Located just six miles from Bournemouth pier, and once called Hurn, Bournemouth Airport is to get a second based Ryanair aircraft for next summer, making a total of 18 routes and 120 weekly flights for the airline.
Edinburgh, Carcassonne (Toulouse) and Venice are added, the Scottish route a beneficiary of the government’s reduction by 50% of Air Passenger Duty (APD) next April. Ryanair is also registered as a British airline and can fly domestic routes unlike Aer Lingus (see Belfast City to Heathrow? in this month’s TNU).
The main operator at Bournemouth is Tui with mostly seasonal flights to Antalya, Dalaman, Gran Canaria, Heraklion, Ibiza, Kefalonia, Kerkyra, Lanzarote, Menorca, Palma de Mallorca, Paphos, Rhodes, Tenerife-South and Zakynthos.
Bournemouth Airport is owned by Sir Peter Rigby’s Regional & City Airports group, which also has Coventry, Exeter and Norwich Airports. To some extent it competes with Southampton, 30 miles of sparsely populated countryside to the east, but with a far longer runway at 2271m compared to 1723m, restricting the operation in terms of aircraft.
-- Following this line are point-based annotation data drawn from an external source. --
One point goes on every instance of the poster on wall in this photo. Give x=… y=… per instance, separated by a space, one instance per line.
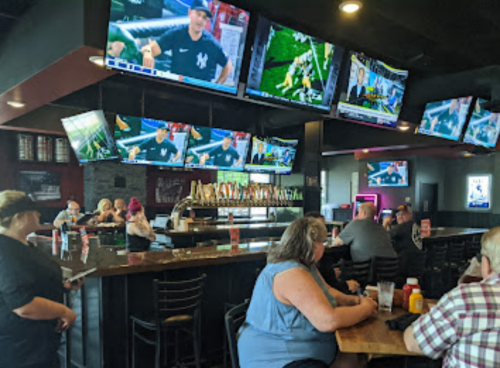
x=478 y=193
x=41 y=185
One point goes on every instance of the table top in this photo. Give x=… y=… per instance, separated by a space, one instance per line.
x=373 y=335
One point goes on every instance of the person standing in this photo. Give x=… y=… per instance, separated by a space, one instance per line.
x=32 y=313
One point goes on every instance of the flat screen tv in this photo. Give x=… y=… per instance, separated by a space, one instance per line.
x=373 y=91
x=272 y=155
x=293 y=67
x=445 y=119
x=388 y=174
x=483 y=128
x=89 y=135
x=150 y=141
x=188 y=41
x=219 y=149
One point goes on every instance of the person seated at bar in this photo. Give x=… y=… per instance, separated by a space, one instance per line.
x=105 y=212
x=464 y=327
x=330 y=275
x=120 y=209
x=405 y=236
x=139 y=231
x=294 y=313
x=365 y=237
x=70 y=215
x=32 y=313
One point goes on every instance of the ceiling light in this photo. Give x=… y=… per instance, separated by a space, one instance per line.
x=97 y=60
x=350 y=6
x=16 y=104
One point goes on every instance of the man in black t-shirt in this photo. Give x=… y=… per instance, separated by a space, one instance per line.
x=224 y=155
x=158 y=148
x=390 y=177
x=195 y=52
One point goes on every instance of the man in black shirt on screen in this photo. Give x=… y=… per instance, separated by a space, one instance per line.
x=224 y=155
x=158 y=148
x=195 y=52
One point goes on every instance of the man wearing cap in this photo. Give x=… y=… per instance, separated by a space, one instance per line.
x=224 y=155
x=405 y=236
x=194 y=51
x=70 y=215
x=158 y=148
x=464 y=327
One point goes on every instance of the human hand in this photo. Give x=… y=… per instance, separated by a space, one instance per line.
x=353 y=285
x=75 y=285
x=66 y=320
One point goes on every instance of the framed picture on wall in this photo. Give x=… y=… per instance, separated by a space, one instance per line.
x=479 y=192
x=41 y=185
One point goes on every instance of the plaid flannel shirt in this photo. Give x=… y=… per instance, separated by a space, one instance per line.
x=464 y=327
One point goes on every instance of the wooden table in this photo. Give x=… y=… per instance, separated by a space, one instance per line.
x=373 y=336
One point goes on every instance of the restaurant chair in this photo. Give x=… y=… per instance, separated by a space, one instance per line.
x=233 y=320
x=385 y=268
x=177 y=309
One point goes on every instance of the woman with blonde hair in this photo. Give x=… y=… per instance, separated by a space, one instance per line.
x=105 y=212
x=293 y=313
x=32 y=313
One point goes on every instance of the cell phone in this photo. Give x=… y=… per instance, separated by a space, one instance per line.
x=82 y=274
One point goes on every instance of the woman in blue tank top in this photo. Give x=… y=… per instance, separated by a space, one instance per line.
x=293 y=313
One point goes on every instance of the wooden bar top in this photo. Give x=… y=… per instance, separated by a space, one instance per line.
x=373 y=336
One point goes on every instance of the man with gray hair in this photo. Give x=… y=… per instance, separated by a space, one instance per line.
x=366 y=238
x=464 y=327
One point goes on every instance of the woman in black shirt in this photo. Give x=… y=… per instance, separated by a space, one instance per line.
x=32 y=315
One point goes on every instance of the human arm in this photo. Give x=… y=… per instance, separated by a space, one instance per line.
x=225 y=72
x=297 y=287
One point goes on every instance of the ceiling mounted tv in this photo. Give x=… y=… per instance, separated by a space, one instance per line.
x=150 y=141
x=89 y=135
x=189 y=41
x=272 y=155
x=484 y=126
x=292 y=67
x=373 y=92
x=219 y=149
x=445 y=119
x=388 y=174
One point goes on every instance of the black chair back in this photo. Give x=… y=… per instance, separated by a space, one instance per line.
x=178 y=298
x=234 y=319
x=385 y=268
x=358 y=271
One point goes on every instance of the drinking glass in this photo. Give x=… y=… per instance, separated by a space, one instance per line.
x=385 y=295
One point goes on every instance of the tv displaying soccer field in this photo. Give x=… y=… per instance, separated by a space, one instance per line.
x=484 y=126
x=373 y=92
x=187 y=41
x=218 y=149
x=388 y=174
x=292 y=67
x=272 y=155
x=445 y=119
x=89 y=136
x=150 y=141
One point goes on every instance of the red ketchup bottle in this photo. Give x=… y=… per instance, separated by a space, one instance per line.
x=411 y=283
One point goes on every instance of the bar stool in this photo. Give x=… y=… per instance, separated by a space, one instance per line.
x=177 y=308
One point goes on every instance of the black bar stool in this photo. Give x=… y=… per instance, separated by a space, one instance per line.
x=177 y=308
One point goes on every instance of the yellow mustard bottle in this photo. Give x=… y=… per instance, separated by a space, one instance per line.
x=416 y=301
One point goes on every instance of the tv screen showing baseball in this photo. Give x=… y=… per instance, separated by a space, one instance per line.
x=198 y=42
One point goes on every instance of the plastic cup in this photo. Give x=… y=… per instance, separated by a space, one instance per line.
x=385 y=294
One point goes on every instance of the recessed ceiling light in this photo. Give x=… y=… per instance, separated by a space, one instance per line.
x=350 y=6
x=16 y=104
x=97 y=60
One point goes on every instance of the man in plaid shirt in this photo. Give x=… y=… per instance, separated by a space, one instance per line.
x=464 y=327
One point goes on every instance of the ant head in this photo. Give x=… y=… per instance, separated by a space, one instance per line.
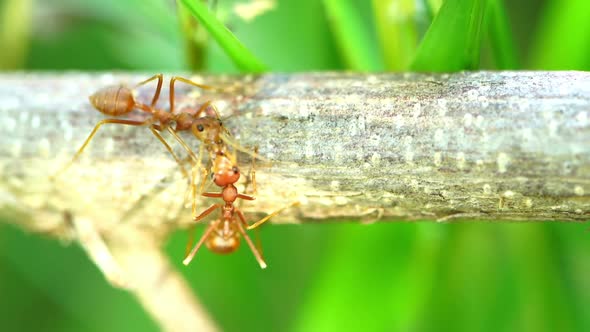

Way back in 2007/2008 Bournemouth moved just over one million passengers but in recent times its best figure was for 2019 at 800,000.
The closure of the British Aerospace site in 1984 ended Bournemouth's role as a significant player in the aircraft manufacturing industry. The former aircraft factory now forms one of Dorset's largest industrial sites, including a base for Cobham Plc.